In 2026, Benjamin Biggs accepted a challenge from the Bell family and carried out a comprehensive refinement of his previous record-breaking BlackBird drone model. During the modernization, the following key changes were implemented: optimization of the aerodynamics of the hull and load-bearing elements; reduction of the total weight of the structure; installation of high-performance AAX 2826 Competition electric motors with a maximum speed of 34 thousand rpm; the use of parallel connection of two batteries to distribute the load and reduce heat generation per element; a number of additional engineering solutions aimed at improving the heat resistance and stability of the system. According to the engineer, the total cost of improvements in 2026 was about $ 3 thousand.
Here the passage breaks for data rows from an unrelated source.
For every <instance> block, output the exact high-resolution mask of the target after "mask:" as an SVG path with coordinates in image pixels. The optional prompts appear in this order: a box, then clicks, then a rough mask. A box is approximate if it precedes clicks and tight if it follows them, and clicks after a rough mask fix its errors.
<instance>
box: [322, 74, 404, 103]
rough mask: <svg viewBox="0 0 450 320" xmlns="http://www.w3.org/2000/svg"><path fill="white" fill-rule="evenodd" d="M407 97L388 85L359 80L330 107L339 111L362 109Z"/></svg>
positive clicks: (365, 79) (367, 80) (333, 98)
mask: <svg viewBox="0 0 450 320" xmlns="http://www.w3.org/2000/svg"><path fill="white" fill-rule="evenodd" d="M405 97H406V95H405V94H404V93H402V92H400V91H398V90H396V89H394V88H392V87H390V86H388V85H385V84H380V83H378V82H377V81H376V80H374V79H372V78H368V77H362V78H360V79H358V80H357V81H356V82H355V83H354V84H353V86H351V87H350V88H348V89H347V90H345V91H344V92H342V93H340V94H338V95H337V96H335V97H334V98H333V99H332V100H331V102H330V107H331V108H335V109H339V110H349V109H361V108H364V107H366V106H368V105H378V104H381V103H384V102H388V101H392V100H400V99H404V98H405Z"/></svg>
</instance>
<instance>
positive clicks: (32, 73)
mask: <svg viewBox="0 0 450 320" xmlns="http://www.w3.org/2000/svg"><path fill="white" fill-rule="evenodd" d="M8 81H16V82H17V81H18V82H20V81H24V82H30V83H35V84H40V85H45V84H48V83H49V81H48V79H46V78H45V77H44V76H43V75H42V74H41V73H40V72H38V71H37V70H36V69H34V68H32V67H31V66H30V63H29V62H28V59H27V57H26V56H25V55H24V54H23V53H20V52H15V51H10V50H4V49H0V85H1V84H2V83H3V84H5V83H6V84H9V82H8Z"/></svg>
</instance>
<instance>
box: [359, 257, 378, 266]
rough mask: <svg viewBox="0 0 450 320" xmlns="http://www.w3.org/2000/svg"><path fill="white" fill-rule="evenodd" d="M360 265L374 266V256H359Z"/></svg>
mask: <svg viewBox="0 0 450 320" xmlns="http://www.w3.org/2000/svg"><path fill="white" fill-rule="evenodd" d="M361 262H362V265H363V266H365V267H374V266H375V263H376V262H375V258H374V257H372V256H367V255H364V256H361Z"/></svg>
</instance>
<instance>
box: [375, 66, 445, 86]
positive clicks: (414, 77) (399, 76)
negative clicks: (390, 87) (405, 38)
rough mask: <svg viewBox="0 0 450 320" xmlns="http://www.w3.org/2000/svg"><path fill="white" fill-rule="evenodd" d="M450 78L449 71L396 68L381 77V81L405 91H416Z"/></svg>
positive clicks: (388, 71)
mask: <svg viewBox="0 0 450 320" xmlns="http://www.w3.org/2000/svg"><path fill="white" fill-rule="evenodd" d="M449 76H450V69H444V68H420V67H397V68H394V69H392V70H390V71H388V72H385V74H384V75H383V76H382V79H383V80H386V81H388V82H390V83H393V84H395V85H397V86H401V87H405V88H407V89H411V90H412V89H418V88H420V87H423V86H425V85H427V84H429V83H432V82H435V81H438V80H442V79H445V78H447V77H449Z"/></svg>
Thanks to the changes made, it was possible to significantly reduce the weight of the device, improve aerodynamic characteristics and ensure flight stability at extreme speeds. At the same time, the temperature of electric motors and batteries in peak conditions reached 70-76 °C, which remained within the permissible operating values for the components used. These improvements allowed Benjamin Biggs to reach the world record level again and continue to compete in the segment of ultra-high-speed FPV drones. Although it was not recorded by the staff of the Guinness Book of Records, many experts and journalists attended the event, as well as videotaping of the process itself.
The flights of the BlackBird FPV drone were conducted against the wind and downwind to get an average result at a distance of 100 m. In the first case, the Australian's drone accelerated to 635 km/h, and in the second — to 690 km/ h. The average speed was 661 km/h, which is 3 km/h higher than the previous official record of the Bell family.
Many perceive the setting of speed records for FPV drones solely as a demonstration of achievements in the spirit of "bragging rights." However, projects of this level have much deeper engineering significance and provide valuable data in several critical areas.
The main lessons and research directions that open up such extreme tests are: aerodynamics at ultra—high speeds — the behavior of air flow, the formation of shock waves, transient modes and separation zones at speeds of the order of about 600 km/h and above; the real limits of strength and thermal stability of components - failure points of electric motors, speed regulators, power wires, capacitors and battery cells at peak currents, vibrations and temperatures of 70-100 + ° C; structural integrity and vibration damping — mechanisms of destruction, resonant frequencies, deformations and fatigue damage to the frame, blades, fasteners and printed circuit boards under extreme vibration loads at speeds over 600 km/h; algorithms and performance of flight control systems — the ability of the flight controller to maintain stability and accuracy of response at gyro accelerometer refresh rates and noise levels typical of high-speed flight.
The data and destructive tests obtained during such projects are of direct practical importance not only for the niche segment of high-speed FPV drones, but also for the development of high-speed unmanned systems, hypersonic aircraft, as well as for improving materials, power electronics and control algorithms under extreme dynamic loads.